A segunda opção seria um caminho abandonado pelo governo brasileiro faz alguns anos. “Voltar com estoques reguladores. Para o setor alimentício isso é estratégico. Não acredito que isso seja implementado.”
O conceito é simples, explica. “Quando há sobra de algum produto se estoca e quando falta, se coloca mais no mercado.”
“Alimentos são o principal custo para as famílias”
FERNANDA SINDELAR, economista e professora
A cotação do dólar, a menor oferta de produtos no mercado interno e o aumento no custo de produção são os motivos centrais para aumento de preço para as famílias, avalia a economista Fernanda Sindelar.
A Hora – O consumidor comum vai ao mercado e vê que os alimentos estão mais caros. Por outro lado, a inflação oficial aparece em 3,9%. Quando essa pessoa compara, acaba ficando com dúvidas se o índice condiz com a realidade. Como explicar isso ao consumidor?
Fernanda Sindelar – O IPCA é nossa referência do custo de vida. Considera uma cesta de bens, que vão de pessoas que ganham um salário até 40 salários mínimos.
Se olharmos o cálculo da inflação, veremos que há outros componentes além dos alimentos. Tem vestuário, os transportes e outros itens que tiveram uma baixa muito grande durante os meses de mais restrições. Se olharmos nos últimos 12 meses, podemos ver que a Educação também está pressionando menos a inflação.
Alimentos são o principal custo para as famílias.

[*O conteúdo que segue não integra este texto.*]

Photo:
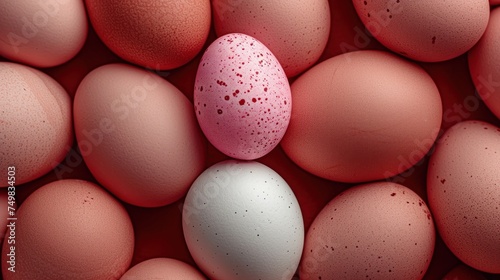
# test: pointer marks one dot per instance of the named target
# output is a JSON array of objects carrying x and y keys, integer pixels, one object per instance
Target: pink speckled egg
[
  {"x": 428, "y": 30},
  {"x": 373, "y": 231},
  {"x": 35, "y": 122},
  {"x": 484, "y": 64},
  {"x": 162, "y": 269},
  {"x": 242, "y": 97},
  {"x": 296, "y": 31},
  {"x": 463, "y": 186},
  {"x": 69, "y": 229}
]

Por isso dá a impressão que a inflação está maior do que os dados oficiais do IPCA.
A Hora – Qual a perspectiva dos preços para os próximos meses?

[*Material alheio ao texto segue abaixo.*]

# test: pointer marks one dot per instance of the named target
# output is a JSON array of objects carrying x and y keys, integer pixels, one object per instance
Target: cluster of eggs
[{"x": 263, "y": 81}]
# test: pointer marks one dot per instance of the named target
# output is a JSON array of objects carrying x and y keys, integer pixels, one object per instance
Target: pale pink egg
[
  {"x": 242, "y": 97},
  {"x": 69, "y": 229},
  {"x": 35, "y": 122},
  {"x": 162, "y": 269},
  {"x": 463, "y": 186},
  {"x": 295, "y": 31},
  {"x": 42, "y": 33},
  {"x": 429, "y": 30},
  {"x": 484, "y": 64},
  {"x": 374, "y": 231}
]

Fernanda Sindelar – Há maior demanda de alimentos não só no nosso país, no estado ou na região. Todo o mundo foi atingido pela pandemia e as pessoas estão mais em casa. Assim, compram mais alimentos.
Para nós, há uma oscilação maior nos preços, pois quem está pagando mais pelas mercadorias é o mercado internacional. Então temos menor oferta. Essa condição pode ficar mais preocupante caso tenhamos mais uma estiagem. Se não tiver chuva, a safra gaúcha será menor e isso pode afetar também a produção nas indústrias.